I thought exactly the same thing at first glance. :lol: :lol:


----------



## SC (Oct 15, 2004)

He looks so much like that toy! Too cute!


----------



## luv4mygirls (Feb 20, 2005)

yeah if i didn't know any better i'd think i have a wolf instead of a chi lol.


----------



## SunnyFLMum (Apr 21, 2005)

luv4mygirls said:


> SunnyFLMum said:
> 
> 
> > Awwww....the cute little gordito baby
> ...


Errr...Yes SCARY Wolfie dude...I mean "King"......LOL :notworthy:


----------



## yellowpony02 (Aug 22, 2005)

You could tell people he's a minature wolf and they'd believe it! He's so cute. I love how unique he is. ♥Kim & Tink


----------



## *Tanya* (Aug 29, 2005)

He's beyond CUTE!!! :love7:


----------



## Kari (May 13, 2004)

He gets prettier every time I see him! :wink:


----------



## LadyBelle1 (Sep 10, 2005)

Well this is the first time I have seen him and I LOVE him. He is such a beautiful color.


----------



## luv4mygirls (Feb 20, 2005)

thanks everyone :wave: 

i wish you all could meet him in person he is such a character lol and the funniest thing is today we were watching a wolf documentary and when they were howling on tv he woke up from his nap (which is something new lmao!) and stared at the tv.


----------



## PEANUTBUTTERNJELLY (Aug 20, 2005)

he's sooo gorgeous..i've never seen a chi like him around here...too cute for words


----------



## CooperChi (Dec 16, 2004)

awwww he's so cute! He really looks like a wolf pup!!!


----------



## mychisangel (May 6, 2005)

That's so funny and cute Mandy!  They do look alike, even their colouring but of course Jumba is much better looking. I really looove that pic with his tongue out. It's cuter than cute!


----------



## luv4mygirls (Feb 20, 2005)

mychisangel said:


> That's so funny and cute Mandy!  They do look alike, even their colouring but of course Jumba is much better looking. I really looove that pic with his tongue out. It's cuter than cute!

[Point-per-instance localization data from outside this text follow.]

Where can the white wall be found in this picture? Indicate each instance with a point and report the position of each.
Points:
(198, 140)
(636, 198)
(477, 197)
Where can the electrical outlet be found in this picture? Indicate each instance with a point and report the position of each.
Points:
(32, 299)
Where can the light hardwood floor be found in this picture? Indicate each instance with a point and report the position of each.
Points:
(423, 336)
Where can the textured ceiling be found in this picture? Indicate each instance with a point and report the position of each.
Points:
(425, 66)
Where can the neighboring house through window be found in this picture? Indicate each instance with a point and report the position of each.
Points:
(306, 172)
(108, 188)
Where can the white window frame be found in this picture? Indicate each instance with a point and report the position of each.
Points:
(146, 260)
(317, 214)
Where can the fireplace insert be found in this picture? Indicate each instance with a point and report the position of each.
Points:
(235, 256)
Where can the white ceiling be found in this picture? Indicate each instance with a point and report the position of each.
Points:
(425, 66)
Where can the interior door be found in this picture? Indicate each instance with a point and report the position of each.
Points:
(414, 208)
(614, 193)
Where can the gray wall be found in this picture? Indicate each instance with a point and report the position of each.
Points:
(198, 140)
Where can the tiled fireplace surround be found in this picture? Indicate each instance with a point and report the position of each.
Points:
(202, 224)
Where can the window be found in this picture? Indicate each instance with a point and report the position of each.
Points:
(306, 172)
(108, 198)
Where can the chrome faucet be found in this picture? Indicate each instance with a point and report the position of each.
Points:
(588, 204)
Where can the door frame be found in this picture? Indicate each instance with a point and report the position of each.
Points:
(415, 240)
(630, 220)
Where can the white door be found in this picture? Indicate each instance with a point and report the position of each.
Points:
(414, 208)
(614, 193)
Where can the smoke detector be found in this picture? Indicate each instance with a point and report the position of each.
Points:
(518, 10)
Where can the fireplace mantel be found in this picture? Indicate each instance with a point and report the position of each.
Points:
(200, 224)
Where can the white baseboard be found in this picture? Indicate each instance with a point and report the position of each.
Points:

i've never seen his full tongue until i took that pic lol. soon as i snapped the pic he started panting, i was in shock how huge it is lol. 

thanks for all your compliments everyone :wave: i love my fatty boy, i get told every time we go to the pet store that he must be mixed and it's getting annoying. some lady told me he was a mix, i mean she just outright said he's a cute, he can't be purebred though and i say well, yeah he is. i paid 5 thousand dollars on this wolf chihuahua hybrid :roll: the cashier was like are you serious and i said of course not! he's akc papered long haired chihuahua but try telling that to miss chi expert over here, (the lady was behind me) and she was like ugh! the cashier (who is such a sweetie) tried hard to keep from laughing.


----------